De belangrijkste voorwaarden voor groei van blauwalgen zijn hoge temperaturen
en hoge concentraties van voedingsstoffen. De enige effectieve manier van
bronaanpak is gericht op beperking van nutriënten (bijv. door saneren van
nutriëntenbronnen en door baggeren). Eenvoudiger is het om effectgerichte
maatregelen te nemen zoals het in beweging houden van water, doorstroming
creëren e.d.
Voor de
verschillende zwemwateren is een uitgebreid maatregelenpakket opgesteld. Deze
maatregelen zijn opgedeeld in twee categorieën. Categorie 1 maatregelen zijn op
korte termijn uitvoerbaar en kosten relatief weinig. De categorie 2 maatregelen
kunnen pas op lange termijn uitgevoerd worden dan wel kosten veel geld. Met
Delfland wordt nog overleg gevoerd over de uitvoering van de maatregelen. Ter
indicatie is met de uitvoering van de categorie 1 maatregelen voor de locaties
Grote plas en de twee waterspeeltuinen een bedrag gemoeid van € 86.500,-
investeringskosten en € 11.800,- exploitatielasten. Hiervan zou
respectievelijk € 42.500,- en € 11.100,- ten laste van de gemeente
komen. De komende maanden zal hier meer duidelijkheid over bestaan. De
eventuele lasten zullen – indien nodig - opgevoerd worden voor de
programmabegroting 2010-2013.
De
maatregelen die partijen met elkaar afgesproken hebben, zijn of worden
vastgelegd in onder meer gemeentelijke waterplannen en in het waterbeheersplan
van Delfland. In 2009 moeten deze plannen – in het kader van de
inspraakprocedure van de KRW - ter inzage worden gelegd (zie bijlage 1). Van de gemeenten wordt vooral gevraagd om de
bestaande afspraken in onder meer rioleringsplannen en waterplannen verder tot
uitvoering te brengen en te continueren. De inspanningen van alle partijen
gezamenlijk moet leiden tot een verbetering van de chemische en ecologische
waterkwaliteit.
De KRW verplicht de lidstaten tot actief
informeren van het publiek, het beschikbaar stellen van achtergrondinformatie
en consultatie van publiek en stakeholders. Daarnaast bevat de richtlijn een
algemene eis om actieve deelname van burgers en stakeholders in het
implementatieproces te bevorderen.
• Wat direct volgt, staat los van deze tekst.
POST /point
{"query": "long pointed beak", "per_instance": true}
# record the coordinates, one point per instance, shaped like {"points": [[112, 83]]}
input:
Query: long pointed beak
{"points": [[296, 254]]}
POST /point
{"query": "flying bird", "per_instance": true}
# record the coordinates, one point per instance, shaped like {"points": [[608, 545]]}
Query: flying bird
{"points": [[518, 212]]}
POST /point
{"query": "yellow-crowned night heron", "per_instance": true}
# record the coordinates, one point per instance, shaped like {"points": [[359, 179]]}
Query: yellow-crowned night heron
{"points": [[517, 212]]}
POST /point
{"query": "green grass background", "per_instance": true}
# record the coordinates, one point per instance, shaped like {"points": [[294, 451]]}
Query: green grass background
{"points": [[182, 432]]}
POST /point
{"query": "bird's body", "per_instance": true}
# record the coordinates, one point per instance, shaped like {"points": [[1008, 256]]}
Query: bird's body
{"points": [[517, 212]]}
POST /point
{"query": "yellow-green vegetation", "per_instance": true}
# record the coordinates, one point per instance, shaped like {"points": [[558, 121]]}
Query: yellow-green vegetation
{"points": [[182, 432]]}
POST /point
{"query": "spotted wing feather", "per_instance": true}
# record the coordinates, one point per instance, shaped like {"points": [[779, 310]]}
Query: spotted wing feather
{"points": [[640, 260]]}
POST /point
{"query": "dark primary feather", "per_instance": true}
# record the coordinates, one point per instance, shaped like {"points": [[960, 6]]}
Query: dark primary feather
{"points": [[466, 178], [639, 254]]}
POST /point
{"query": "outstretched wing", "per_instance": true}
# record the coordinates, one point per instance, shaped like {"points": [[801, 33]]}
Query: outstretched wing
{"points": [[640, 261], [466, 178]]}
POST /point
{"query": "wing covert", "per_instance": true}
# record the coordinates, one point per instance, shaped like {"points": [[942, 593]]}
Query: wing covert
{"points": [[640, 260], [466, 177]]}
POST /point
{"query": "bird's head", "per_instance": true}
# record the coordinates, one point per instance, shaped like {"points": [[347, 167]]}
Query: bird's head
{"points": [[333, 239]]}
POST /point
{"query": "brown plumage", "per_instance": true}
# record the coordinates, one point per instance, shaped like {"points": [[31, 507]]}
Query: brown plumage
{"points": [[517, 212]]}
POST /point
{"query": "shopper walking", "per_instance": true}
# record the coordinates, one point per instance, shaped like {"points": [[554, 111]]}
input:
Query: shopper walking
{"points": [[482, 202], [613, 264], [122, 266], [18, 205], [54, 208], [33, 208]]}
Daarbij dient de inbreng van het publiek te
worden verzameld en serieus genomen te worden.
Het Rijk heeft de KRW-verplichtingen ten
aanzien van informatie en consultatie ingevuld met inspraak over het
conceptstroomgebied-beheersplan. Deze inspraak bestaat uit een
terinzageleggings- en reactieperiode van 22 december 2008 tot 21 juni 2009. Het
rijk gaat er vanuit dat de provincies, waterschappen en gemeenten hun
ontwerp-plannen en -besluiten op 5 januari 2009 ter inzage leggen voor een
periode van 6 weken (dus tot medio februari 2009).
Omdat het in Delft gaat om autonome maatregelen welke reeds vastgelegd zijn in het Gemeentelijk Rioleringsplan en het uitvoeringsprogramma van het Waterplan, is het nodig dat een besluit genomen wordt dat (alleen) deze maatregelen aangemerkt worden als KRW-maatregelen. Dit besluit zal parallel aan de plannen van hoogheemraadschap, provincie en Rijk op 5 januari 2009 ter inzage worden gelegd.